Emmanuel Macron was born nearly a decade after the 1968 protests and strikes that shook France more than a half-century ago, threatening the presidency of Charles de Gaulle and bringing the country to a halt, but the 41-year-old president’s first few years in office have been highly reminiscent of that turbulent period in French history.

Since becoming president two and a half years ago, the country has been plagued by social unrest and historic protests, starting with the yellow vest (gilets jaunes) movement that erupted over a year ago, and continuing last week with a massive national strike. At least 800,000 people took to the streets across France Dec. 5 to protest the president’s plan to overhaul the country’s pension system, which could push up the retirement age and reduce benefits for millions of French public workers. The strikes have since continued, and on Wednesday, the government officially introduced its plan, leading French unions to call for more strikes. It has been the country’s biggest week of demonstrations since Macron became president, and it comes after more than a year of steady yellow vest protests against the president’s neoliberal economic policies.

The yellow vest movement, which began in October 2018, has caused some of the worst social unrest in Paris since 1968, and has continued far longer than the protests that shook the nation 50 years ago. The past week’s strikes have been even more disruptive, especially to the economy, shutting down trains, flights, schools and museums.

Halfway through his five-year term, Macron, who was billed as the great liberal bulwark against the rising tide of right-wing populism back in 2017, has managed to revive the great protest tradition in France. He also has made it increasingly likely that his 2017 opponent, the far-right nationalist Marine Le Pen, will come back stronger and even more powerful over the next few years. A French public opinion survey published last month, for example, revealed that Le Pen is gaining in the polls as Macron bleeds support. In the poll, Le Pen is projected to win the first round of the 2022 election, and though Macron still wins easily in the second round, he is down from 66% in 2017 to 55%, while Le Pen is up from 34% to 45%.

Commenting on the poll, Arnaud Montebourg—Macron’s predecessor as finance minister under Francois Hollande’s government—remarked that two years of “Macronism” had already boosted Le Pen by 11 points, and “with a little more effort, Mr Macron will pave the way for a Le Pen victory.” The president “isn’t a rampart against the RN [Le Pen’s National Rally party],” he said, but “a propeller for the RN.”

This trend was rather predictable, and many on the left did in fact predict what is currently transpiring under Macron. Though he ran as an outsider candidate in 2017, creating his own party and promising a new and innovative approach to governing that would transform France into a “startup nation” (as if he could run the government like a startup), it was easy to see that he represented continuity over change. Most French voters recognized this, but grudgingly voted for the lesser of two evils. Like the two front-runners in the 2016 American election, Macron and Le Pen were both widely disliked, resulting in the lowest voter turnout in almost 50 years. Macron’s victory was hardly a triumph over far-right populism, as so many centrists and liberals were eager to believe just a few months after Trump’s devastating win in the United States.

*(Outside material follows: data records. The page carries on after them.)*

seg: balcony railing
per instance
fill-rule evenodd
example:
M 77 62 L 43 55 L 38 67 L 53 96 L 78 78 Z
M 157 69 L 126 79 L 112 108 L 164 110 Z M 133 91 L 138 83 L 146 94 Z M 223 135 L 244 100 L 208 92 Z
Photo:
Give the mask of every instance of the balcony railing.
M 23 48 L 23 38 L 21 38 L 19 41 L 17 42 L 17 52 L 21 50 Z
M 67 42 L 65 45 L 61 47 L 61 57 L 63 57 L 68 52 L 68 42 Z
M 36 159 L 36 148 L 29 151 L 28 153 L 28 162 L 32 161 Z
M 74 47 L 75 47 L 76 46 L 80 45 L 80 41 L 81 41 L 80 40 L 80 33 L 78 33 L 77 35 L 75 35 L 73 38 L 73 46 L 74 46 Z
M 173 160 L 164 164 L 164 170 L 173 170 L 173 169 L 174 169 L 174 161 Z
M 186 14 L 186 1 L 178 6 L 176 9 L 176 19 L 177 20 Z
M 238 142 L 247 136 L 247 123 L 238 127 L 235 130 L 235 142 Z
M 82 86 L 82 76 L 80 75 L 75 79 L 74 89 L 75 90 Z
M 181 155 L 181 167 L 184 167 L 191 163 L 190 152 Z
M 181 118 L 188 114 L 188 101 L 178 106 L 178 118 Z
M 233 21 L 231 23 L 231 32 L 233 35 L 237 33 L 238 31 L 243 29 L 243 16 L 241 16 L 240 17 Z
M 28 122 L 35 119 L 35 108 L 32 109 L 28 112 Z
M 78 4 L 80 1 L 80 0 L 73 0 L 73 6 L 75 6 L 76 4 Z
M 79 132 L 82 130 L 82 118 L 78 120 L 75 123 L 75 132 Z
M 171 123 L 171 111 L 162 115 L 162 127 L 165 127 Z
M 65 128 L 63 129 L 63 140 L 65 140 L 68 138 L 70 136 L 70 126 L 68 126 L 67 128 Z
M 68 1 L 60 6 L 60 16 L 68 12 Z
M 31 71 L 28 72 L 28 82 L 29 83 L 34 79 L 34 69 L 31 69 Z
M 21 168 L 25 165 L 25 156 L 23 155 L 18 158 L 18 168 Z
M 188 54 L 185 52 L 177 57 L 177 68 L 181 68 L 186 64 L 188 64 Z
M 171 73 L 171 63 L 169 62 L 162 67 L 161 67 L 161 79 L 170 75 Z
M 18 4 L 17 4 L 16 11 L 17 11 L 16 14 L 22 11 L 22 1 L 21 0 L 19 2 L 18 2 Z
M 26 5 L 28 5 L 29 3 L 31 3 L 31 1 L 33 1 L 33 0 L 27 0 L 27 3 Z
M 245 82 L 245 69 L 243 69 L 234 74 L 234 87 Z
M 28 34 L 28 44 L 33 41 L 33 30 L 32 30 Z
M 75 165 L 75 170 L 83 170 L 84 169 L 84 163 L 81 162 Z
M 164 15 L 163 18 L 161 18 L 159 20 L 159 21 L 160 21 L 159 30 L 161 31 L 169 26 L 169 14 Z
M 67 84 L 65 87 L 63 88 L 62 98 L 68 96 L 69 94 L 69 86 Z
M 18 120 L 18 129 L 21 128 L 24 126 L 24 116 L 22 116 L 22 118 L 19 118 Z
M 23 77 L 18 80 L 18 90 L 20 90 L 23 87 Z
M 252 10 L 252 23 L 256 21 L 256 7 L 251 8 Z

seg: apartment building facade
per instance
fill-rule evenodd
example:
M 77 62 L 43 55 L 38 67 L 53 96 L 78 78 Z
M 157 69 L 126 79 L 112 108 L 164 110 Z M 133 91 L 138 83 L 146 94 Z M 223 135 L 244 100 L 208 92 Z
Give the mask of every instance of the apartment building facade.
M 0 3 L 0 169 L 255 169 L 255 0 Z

In just a few years Macron has shown us exactly how not to combat right-wing populism and nationalism. Earlier this year, Le Pen’s RN came in first in the European Parliament elections, ahead of Macron’s centrist party, with the highest turnout for the European elections in France in decades. Now, as protests and strikes continue to erupt, the far-right leader will attempt to exploit popular anger to benefit her own agenda. And with a president like Macron, who shows arrogant disdain in the face of any criticism, Le Pen will have the perfect foil for her right-wing populist narrative.

In America, Democrats should be paying close attention to what is happening in France, especially with an election coming up against our own right-wing demagogue. If there is any presidential candidate in the Democratic primaries who most resembles Macron, it is South Bend, Ind., Mayor Pete Buttigieg, who, if successful, would be around the same age as the French president was when he was elected in 2017. Like Macron, Buttigieg is fawned over by the press for his precocious intelligence, and the 37-year-old presents himself as an outsider as he recycles the same old centrist talking points. While Macron studied at France’s elite École nationale and started his career as an investment banker for Rothschild & Co., Buttigieg went to Harvard before cutting his teeth at McKinsey & Company. And like the startup president, Buttigieg is popular with tech billionaires and is Silicon Valley’s favorite candidate.

When Macron won in 2017, many American liberals said that Democrats needed their own version of Macron, and Buttigieg seems to fit the bill. But Democrats should be careful what they wish for. The current chaos in France is showing no signs of letting up, and with only 27% of French citizens expressing trust in Macron, according to a poll taken shortly before the Dec. 5 strike, the young president seems to be feeding the populist beast rather than taming it.

The strikes are set to continue indefinitely, and with a president who sees himself as the CEO of a startup corporation rather than a servant of the people, things will likely get worse before they get any better. For liberals watching from across the Atlantic, the lesson should be clear.